As most people already know a scenario popped up that can easily lead to problems:

  • Let’s say we have an account that is not yet opened, it has no blocks.
  • Some wallet makes multiple sends to this unopened account, thus causing multiple “pending” blocks being in the ledger.
  • The account starts up, say Canoe is started, and Canoe finds there are two waiting sends to produce corresponding receive blocks for.

Now, it turns out different bugs can happen here. The NWC wallet had a bug that, as far as they can see, caused crashes - but did not lead to unexpected sends.

Canoe works differently than NWC and has a local copy of the chains for the accounts in your wallet. This means Canoe performs balance calculations etc locally, without performing RPC calls to figure such things out. This base code has been battle tested a lot, it’s the same codebase that operates and has not changed in a looong time. But it still turned out to have a “sleeping bug” that had not caused any problems earlier - but now - with our current model using “state blocks” - it proved to be a big problem, but seemingly only for Canoe.

The bug was in the balance calculation code, which when the chain was empty, tried to take a shortcut and return 0. The problem was that it didn’t look in the list of outgoing blocks that Canoe had prepared for sending, but not added to the chain yet. The net effect was that the first block, the “open” block, was created and placed in this “outgoing blocks” collection. And immediately afterwards Canoe started making the next “receive” block, and in order to make that block it called the code to calculate the current balance of the account, which unfortunately saw an empty chain - and returned 0 - failing to account for the block that is already “in transit” so to speak.

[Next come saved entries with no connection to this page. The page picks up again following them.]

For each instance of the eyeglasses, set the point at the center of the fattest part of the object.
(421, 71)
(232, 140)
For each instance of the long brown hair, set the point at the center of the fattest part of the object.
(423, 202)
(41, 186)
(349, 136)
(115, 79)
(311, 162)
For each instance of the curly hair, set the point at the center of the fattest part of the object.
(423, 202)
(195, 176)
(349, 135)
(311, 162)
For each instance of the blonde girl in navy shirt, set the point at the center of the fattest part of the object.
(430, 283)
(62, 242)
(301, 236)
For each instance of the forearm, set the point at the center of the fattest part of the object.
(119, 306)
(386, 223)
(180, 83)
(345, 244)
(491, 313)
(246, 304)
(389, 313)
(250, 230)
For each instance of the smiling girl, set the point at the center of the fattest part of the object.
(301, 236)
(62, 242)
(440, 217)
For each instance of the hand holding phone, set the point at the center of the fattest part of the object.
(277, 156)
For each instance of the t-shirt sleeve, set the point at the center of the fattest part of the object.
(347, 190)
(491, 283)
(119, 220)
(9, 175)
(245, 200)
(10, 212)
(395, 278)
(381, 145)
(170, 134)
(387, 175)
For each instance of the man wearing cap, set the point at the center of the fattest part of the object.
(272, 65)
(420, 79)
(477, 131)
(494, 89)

So when Canoe prepared the second block in the chain, to receive the second incoming send - it managed to get the balance wrong in this new block. Ideally, if the protocol had been better designed (IMHO this is very poor design, but hey, we all live and learn), the Nano RPC protocol would NOT rely on the balance in order to distinguish between a SEND and a RECEIVE. But things are what they are, and when Canoe sent what it thought was a receive block - it was instead handled as a send block by the Nano node. Had there been some other kind of “type” field when sending blocks to be processed, then the node would instead have been able to refuse the block as being an inproper receive block.

Analysis of fallout

Last night me and Lee Bousfield (PlasmaPower) wrote custom code to comb through the ledger database and find all the cases where this occurred. Some fairly simple rules could be crafted to find chains which had such a malfunctioned second block in them. I wrote my code in Pharo Smalltalk running against the RPC of a local node, checking all 522470 account chains existing at the time. Lee wrote his code in Rust running directly against the LMDB database, also up to date.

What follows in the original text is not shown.